5:18 pm on Jun 8, 2003 (gmt 0)

WebmasterWorld Senior Member 10+ Year Member



Wonder why I couldn't find this documented anywhere else...

Well, thanks for helping us document it here. I appreciate you stepping out and asking the question and reporting back about what worked.

I think that a lot of our members here stay pretty well "ahead of the curve", and your contribution will be put to good use.

<added>
Did you experiment with the "full" HTML 4.01 DTD - including the URL?
</added>

thesophomore

6:22 pm on Jun 8, 2003 (gmt 0)

10+ Year Member



<quote>
Did you experiment with the "full" HTML 4.01 DTD - including the URL?
</quote>

No, but I didn't really need to. I wanted my DTD to be XHTML, not HTML. Since I noticed that my problem was resolved by using the HTML DTD, that lead me to believe that the undesirable effect was caused by the NN6+ interpretation of the XHTML DTD.

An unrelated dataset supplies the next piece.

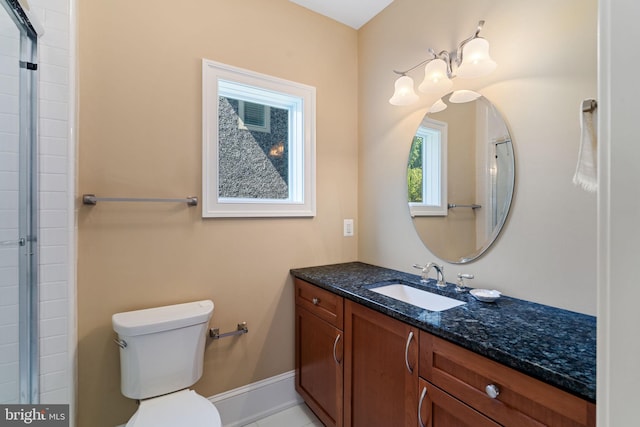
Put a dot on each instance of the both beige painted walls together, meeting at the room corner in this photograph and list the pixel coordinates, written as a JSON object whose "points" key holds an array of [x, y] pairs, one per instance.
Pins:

I'm pretty sure that the NN6+ interpretation was more correct than IE's according to the W3C specification since, from all I've read, NN6+ is supposed to be the most strictly standards-compliant browser. Plus, from my experience, IE developers seem to build in more error checking to compensate for html coding mistakes when it comes to GUI display. For example, (and this is documented well in this forum as well as others) not adding the following css definition will also cause undesirable GUI effects in NN6+ using the XHTML DTD:

td img {
display: block;
}

Even though IE doesn't require this style to "correctly" (correctly only in my opinion) display images in table cells when using the XHTML DTD, NN6+ does. Since most people use IE anyhow, I'm sure a lot of these differences go unnoticed by the majority.